# The ensemble approach is to take the data, and train each of the N classifiers on a different random arrangement of 6 landmarks. 

In [90]:
# first get all X and y data from the all_points_folds
import numpy as np 
import pickle, random 
import cv2

X, y = [], []

for file in os.listdir("all_points_folds"): 
    with open(f"all_points_folds/{file}", 'rb') as f: 
        X_y = pickle.load(f)
        X.append(X_y[0])
        y.append(X_y[1]) 

In [91]:
import random 
def shuffle(X, y, seed = None):
    if seed == None:  
        seed = random.randrange(0, 100)
        print(f"using seed {seed}")
    np.random.seed(seed) 
    new_X = np.concatenate([X_i for X_i in X])
    new_y = np.concatenate([y_i for y_i in y])
    N = np.random.permutation(new_X.shape[0])
    new_X = new_X[N]
    new_y = new_y[N]
    new_X = new_X.reshape(5, 20, 90, 126)
    new_y = new_y.reshape(5, 20)
    return new_X, new_y
X, y = shuffle(X, y, seed = 68)

In [92]:
# create the randomly generated hand arrangments for 200 models

NUM_ARRANGEMENTS = 50
NUM_SAMPLE = 3
hand_arrangements = [] # (NUM_ARRANGEMENTS, 6) matrix

for arrangement in range(NUM_ARRANGEMENTS): 
    hand_arrangements.append(random.sample(list(range(0, 21)), NUM_SAMPLE))

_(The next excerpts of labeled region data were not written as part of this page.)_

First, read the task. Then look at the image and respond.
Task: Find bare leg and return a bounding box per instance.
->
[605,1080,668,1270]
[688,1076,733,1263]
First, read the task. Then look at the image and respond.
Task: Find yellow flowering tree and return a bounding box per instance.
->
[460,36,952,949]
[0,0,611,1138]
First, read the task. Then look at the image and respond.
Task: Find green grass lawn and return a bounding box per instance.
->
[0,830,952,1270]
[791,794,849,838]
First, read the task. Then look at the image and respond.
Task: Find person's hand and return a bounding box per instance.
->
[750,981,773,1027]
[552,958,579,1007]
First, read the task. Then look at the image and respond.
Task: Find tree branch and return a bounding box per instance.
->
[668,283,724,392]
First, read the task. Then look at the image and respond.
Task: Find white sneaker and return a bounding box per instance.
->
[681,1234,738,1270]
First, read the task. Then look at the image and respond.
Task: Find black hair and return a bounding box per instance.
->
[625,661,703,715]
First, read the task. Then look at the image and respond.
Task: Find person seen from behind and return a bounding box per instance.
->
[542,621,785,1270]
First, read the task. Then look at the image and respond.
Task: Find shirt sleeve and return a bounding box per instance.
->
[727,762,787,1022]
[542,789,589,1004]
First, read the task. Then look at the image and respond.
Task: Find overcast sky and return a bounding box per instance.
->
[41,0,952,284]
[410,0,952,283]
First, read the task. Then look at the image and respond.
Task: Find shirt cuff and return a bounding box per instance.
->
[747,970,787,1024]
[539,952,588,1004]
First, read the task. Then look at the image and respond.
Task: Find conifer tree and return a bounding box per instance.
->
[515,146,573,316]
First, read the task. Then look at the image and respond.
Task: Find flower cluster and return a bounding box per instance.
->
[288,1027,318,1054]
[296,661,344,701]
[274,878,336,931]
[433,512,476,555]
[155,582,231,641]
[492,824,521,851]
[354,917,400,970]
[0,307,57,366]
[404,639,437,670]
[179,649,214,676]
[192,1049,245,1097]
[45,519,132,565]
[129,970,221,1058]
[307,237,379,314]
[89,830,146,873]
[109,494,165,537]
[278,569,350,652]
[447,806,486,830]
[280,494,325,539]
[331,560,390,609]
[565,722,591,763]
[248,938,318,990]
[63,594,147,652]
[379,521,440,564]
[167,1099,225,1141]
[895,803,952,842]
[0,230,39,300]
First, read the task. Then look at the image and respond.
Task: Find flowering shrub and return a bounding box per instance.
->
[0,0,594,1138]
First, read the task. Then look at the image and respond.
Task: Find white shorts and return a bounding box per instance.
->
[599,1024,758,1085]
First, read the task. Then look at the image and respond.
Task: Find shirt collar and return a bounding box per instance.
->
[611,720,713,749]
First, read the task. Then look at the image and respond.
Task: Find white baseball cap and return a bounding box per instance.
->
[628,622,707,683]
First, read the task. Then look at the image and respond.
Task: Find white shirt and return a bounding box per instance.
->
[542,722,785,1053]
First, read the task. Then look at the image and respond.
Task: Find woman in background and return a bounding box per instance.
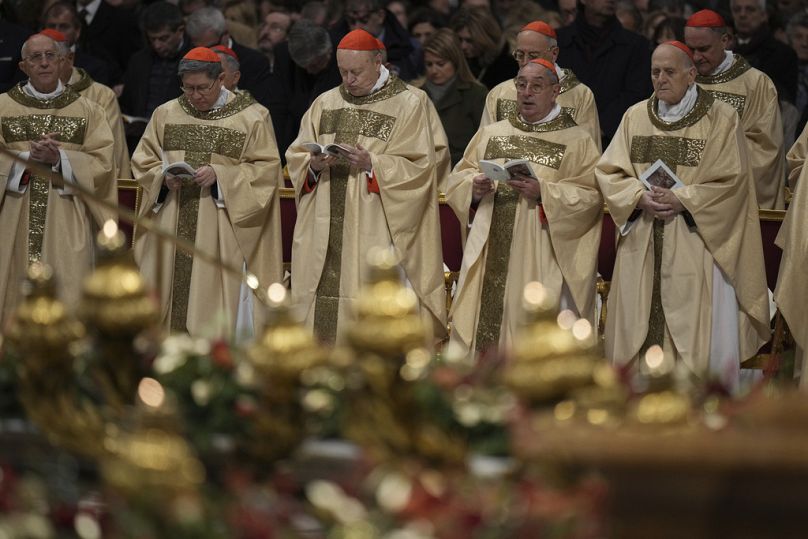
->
[422,28,487,166]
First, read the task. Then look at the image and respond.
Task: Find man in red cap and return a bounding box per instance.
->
[685,9,785,209]
[286,30,446,341]
[0,34,117,324]
[132,47,283,339]
[596,41,769,391]
[40,28,132,179]
[480,21,601,149]
[446,58,603,355]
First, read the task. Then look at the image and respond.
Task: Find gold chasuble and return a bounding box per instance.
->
[596,89,769,379]
[132,92,283,336]
[696,54,786,210]
[68,67,132,179]
[447,111,603,354]
[286,76,446,341]
[0,83,117,322]
[480,69,601,151]
[774,127,808,372]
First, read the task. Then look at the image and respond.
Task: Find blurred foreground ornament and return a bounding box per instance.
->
[247,283,327,462]
[6,263,104,456]
[344,249,466,463]
[79,221,158,408]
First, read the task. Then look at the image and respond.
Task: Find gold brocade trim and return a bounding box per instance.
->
[339,74,407,106]
[163,124,247,160]
[171,184,202,332]
[559,67,581,94]
[474,184,520,352]
[0,114,87,144]
[70,67,95,93]
[508,111,578,133]
[629,135,707,170]
[28,174,50,264]
[177,90,255,120]
[640,219,666,358]
[319,108,396,144]
[696,53,752,84]
[497,98,576,124]
[705,89,746,117]
[647,87,715,131]
[484,135,567,170]
[8,82,81,109]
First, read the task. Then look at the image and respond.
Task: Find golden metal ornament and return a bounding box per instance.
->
[79,221,158,406]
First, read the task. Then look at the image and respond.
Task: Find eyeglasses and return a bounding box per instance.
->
[180,81,217,95]
[516,80,553,94]
[25,51,61,64]
[512,47,552,62]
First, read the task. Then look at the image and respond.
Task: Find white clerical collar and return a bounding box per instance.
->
[657,83,699,123]
[368,66,390,95]
[711,51,735,75]
[210,86,233,110]
[519,103,561,125]
[22,80,65,99]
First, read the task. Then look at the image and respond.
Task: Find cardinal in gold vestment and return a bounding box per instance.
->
[596,42,769,389]
[480,21,601,151]
[0,34,117,330]
[286,30,446,341]
[132,47,283,338]
[685,9,785,210]
[774,123,808,388]
[447,60,603,354]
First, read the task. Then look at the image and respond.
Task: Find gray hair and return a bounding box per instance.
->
[177,58,222,79]
[286,20,333,67]
[185,7,227,39]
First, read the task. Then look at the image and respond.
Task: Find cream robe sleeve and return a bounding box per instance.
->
[539,132,603,317]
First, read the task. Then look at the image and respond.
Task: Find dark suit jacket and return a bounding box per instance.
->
[735,29,798,103]
[81,2,143,73]
[0,19,31,93]
[558,13,653,148]
[422,80,488,166]
[231,40,272,108]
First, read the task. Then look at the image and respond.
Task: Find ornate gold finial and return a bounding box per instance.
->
[79,221,158,406]
[247,283,327,461]
[503,282,603,402]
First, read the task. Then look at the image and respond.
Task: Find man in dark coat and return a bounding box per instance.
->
[558,0,651,148]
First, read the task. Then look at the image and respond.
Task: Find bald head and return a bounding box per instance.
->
[651,44,696,105]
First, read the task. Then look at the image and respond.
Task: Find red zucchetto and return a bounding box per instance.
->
[685,9,727,28]
[337,28,384,51]
[661,41,693,61]
[210,45,238,62]
[530,58,555,73]
[182,47,222,64]
[39,28,67,42]
[519,21,556,39]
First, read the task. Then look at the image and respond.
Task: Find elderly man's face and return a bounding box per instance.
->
[516,63,561,122]
[182,71,224,112]
[685,26,729,75]
[45,11,81,45]
[651,45,696,105]
[337,49,382,97]
[788,26,808,62]
[19,35,64,93]
[731,0,769,36]
[513,30,558,69]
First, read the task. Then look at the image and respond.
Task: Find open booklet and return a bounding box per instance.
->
[303,142,350,157]
[640,159,684,191]
[480,159,539,182]
[163,161,196,181]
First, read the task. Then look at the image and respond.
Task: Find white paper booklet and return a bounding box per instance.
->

def generate_sub_X(hand_arrangement, X): 
    columns_of_landmarks = [] # to access 
    for arrangement in hand_arrangement: 
        for start_point in [0, 21, 42, 63, 84, 105]: 
            columns_of_landmarks.append(start_point + arrangement) 
    return X.reshape(100, 90, 126)[:, :, tuple(columns_of_landmarks)] 

In [93]:
Xs = []
for hand_arrangement in hand_arrangements:
    Xs.append(generate_sub_X(hand_arrangement, X))

In [96]:
import tensorflow as tf 
def make_model(): 
    model = tf.keras.models.Sequential([
        tf.keras.layers.LSTM(64, return_sequences=False), 
        tf.keras.layers.Dropout(0.3), 
        tf.keras.layers.Dense(1, activation = "sigmoid")
    ])

    model.compile(loss = "binary_crossentropy", optimizer=tf.keras.optimizers.Adam(learning_rate=0.0005), metrics=['accuracy', tf.keras.metrics.Precision(), tf.keras.metrics.Recall()])
    
    return model 

def train_models():
    models = [] 
    checkpoint = tf.keras.callbacks.ModelCheckpoint("best_ensemble.h5", save_best_only=True, monitor = "val_accuracy")
    early_stopping = tf.keras.callbacks.EarlyStopping(monitor = "val_accuracy", patience=10)
    callbacks = [checkpoint, early_stopping] 
    val_accs = []
    for i in range(len(hand_arrangements)): 
        model = make_model() 
        temp_X = Xs[i] 

        temp_X = temp_X.reshape(5, 20, 90, 6 * NUM_SAMPLE)
        X_test, y_test = temp_X[4], y[4]
        X_train = np.concatenate([X_j for j, X_j in enumerate(temp_X) if 4 !=j])
        y_train = np.concatenate([y_j for j, y_j in enumerate(y) if 4 !=j ]) 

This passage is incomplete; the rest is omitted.